La Tierra Coop
Claudine Lalonde
L’histoire du café La Tierra Coop commence… en Bolivie. Josée Lortie, membre fondatrice de la coopérative, participe alors à un projet d’Oxfam. Elle y découvre l’ampleur des iniquités nord-sud. « Aller à l’étranger te fait réaliser que quelque chose ne fonctionne pas. Je trouvais que les producteurs travaillaient très fort, et qu’ils en profitaient peu. Mon conjoint et moi voulions faire quelque chose pour aider la Bolivie, mais sans envoyer de l’argent. » De retour au pays, en plus d’occuper leur emploi respectif, le couple démarre une microentreprise de torréfaction dans le sous-sol de la maison familiale, à Aylmer. L’objectif principal est de faire découvrir le café bolivien.
Désireuse d’amorcer une réorientation, madame Lortie souhaite donner une plus grande envergure à l’entreprise. C’est dans un cours de démarrage d’entreprise, pendant lequel elle rédige son plan d’affaires, qu’elle rencontre les autres membres de la coopérative. Un projet similaire se développait dans un autre groupe. L’équipe s’entend rapidement sur le choix de la formule coopérative : l’idée d’être propriétaires à parts égales et de partager le pouvoir équitablement entre les membres les séduit.

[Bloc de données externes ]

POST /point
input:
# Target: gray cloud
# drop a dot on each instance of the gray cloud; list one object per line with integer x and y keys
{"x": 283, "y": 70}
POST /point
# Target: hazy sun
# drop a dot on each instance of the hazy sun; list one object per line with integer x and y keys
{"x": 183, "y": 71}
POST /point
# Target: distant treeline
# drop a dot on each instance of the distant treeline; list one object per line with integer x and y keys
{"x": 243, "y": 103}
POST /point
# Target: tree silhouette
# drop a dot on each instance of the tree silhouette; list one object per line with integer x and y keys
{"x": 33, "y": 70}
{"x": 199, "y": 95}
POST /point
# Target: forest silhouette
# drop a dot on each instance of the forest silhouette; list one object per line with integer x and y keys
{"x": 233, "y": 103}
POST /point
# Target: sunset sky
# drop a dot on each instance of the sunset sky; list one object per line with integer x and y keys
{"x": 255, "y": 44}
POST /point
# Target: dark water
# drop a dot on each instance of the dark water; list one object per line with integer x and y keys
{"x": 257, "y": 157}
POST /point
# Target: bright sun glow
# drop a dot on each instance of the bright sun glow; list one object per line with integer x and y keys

À sa création, l’entreprise prend la forme d’une coopérative de travailleurs et regroupe quatre membres. En 2011, on fait le virage vers la coopérative de solidarité. Depuis, sept travailleurs partagent la propriété de la coopérative avec une vingtaine de membres de soutien, qui croient fermement que La Tierra fait plus que vendre du café de grande qualité.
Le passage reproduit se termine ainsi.